Annual Cost of Environmentally Related Childhood Illnesses in Maine Asessed at $380.9 Million

Contact: Mary Davis, (617) 627- 4719, or Joe Carr (207) 581-3571 Note: Prof. Davis will be available for interviews on Friday afternoon.  She will also present a seminar on this research at 3:15 p.m. Friday in UMaine’s Neville Hall.

ORONO, Maine – A new study by a University of Maine economist estimates the cost of preventable, environmentally related childhood illnesses in Maine — including lead poisoning, asthma, childhood cancer, and neurobehavioral disorders – totals $380.9 million annually.

Environmental economist and researcher Mary Davis says her study presents a conservative assessment of the damaging effects of childhood diseases and the costs of caring for these children.

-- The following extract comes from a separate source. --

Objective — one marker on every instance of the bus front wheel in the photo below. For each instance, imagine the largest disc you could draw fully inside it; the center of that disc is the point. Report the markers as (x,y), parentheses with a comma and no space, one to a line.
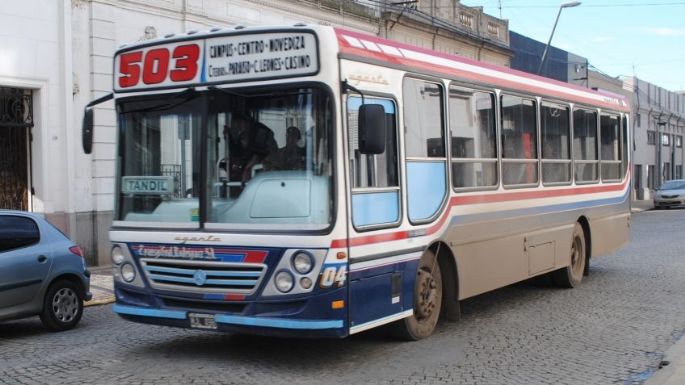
(427,300)
(571,275)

A report on her study, titled “An Economic Cost Assessment of Environmentally Related Childhood Diseases in Maine,” also estimates the potential reduction in lifetime income and educational opportunity for children permanently afflicted by childhood diseases.

“Overall, the aggregate annual cost of environmentally attributable illnesses in Maine children is estimated to be $380.9 million per year, ranging between $319.4 million and $484.4 million,” Davis writes in her report.  “It is important to note that the economic costs outlined in this report represent preventable childhood illnesses, and, as such, could be fully avoided if environmental exposures in children were eliminated.”

Davis, an adjunct faculty member in the UMaine School of Economics, says she conducted her research independently because of her interest in children’s health issues and because of the plethora of environmental initiatives expected to surface in the Maine legislature as a result of LD 2048, “An Act To Protect Children’s Health and the Environment from Toxic Chemicals in Toys and Children’s Products,” passed by the legislature last year. The bill requires Maine to adopt a list of priority chemicals of high concern, forces manufacturers to disclose the toxic chemicals they add to products, and authorizes the state to require safer alternatives.  The report is “directly relevant to the state’s investment in the process that the new law has set into motion,” Davis says.

“The report says if you eliminated all the environmental exposures, you would stand to save this much money in these categories,” says Davis, who also is an assistant professor in the Department of Urban and Environmental Planning at Tufts University and holds a joint appointment with the Department of Environmental Health at the Harvard School of Public Health. Davis’s research on the cost and effects on children of second-hand smoke contributed to a 2008 state law banning smoking in motor vehicles with children inside.

Davis says the findings of her research indicate the prevalence of a “new pediatric morbidity,” a changing pattern of more childhood illnesses, including asthma and cancer, being caused more often by environmental factors than genetic susceptibility or infectious diseases.

Some highlights of Davis’s findings:

The total annual cost of childhood lead poisoning is $268 million, a number that represents the lost lifetime earning potential of children born in the state each year from lead exposure.

Treatment for environmentally attributable neurobehavioral disorders including autism, ADD/ADHD, cerebral palsy and mental retardation cost an estimated $100.9 million annually, according to Davis’s report.

The cost of treating asthma in children is estimated at $8.8 million a year in Maine and treating childhood cancer costs more than $2.5 million a year, Davis calculates.

Davis notes in her report that Maine, like other states, is working to address environmentally attributable exposure of children to toxins and pollutants, but more can be done. With better consumer education and improved chemical-management and control policies, children’s health could be improved.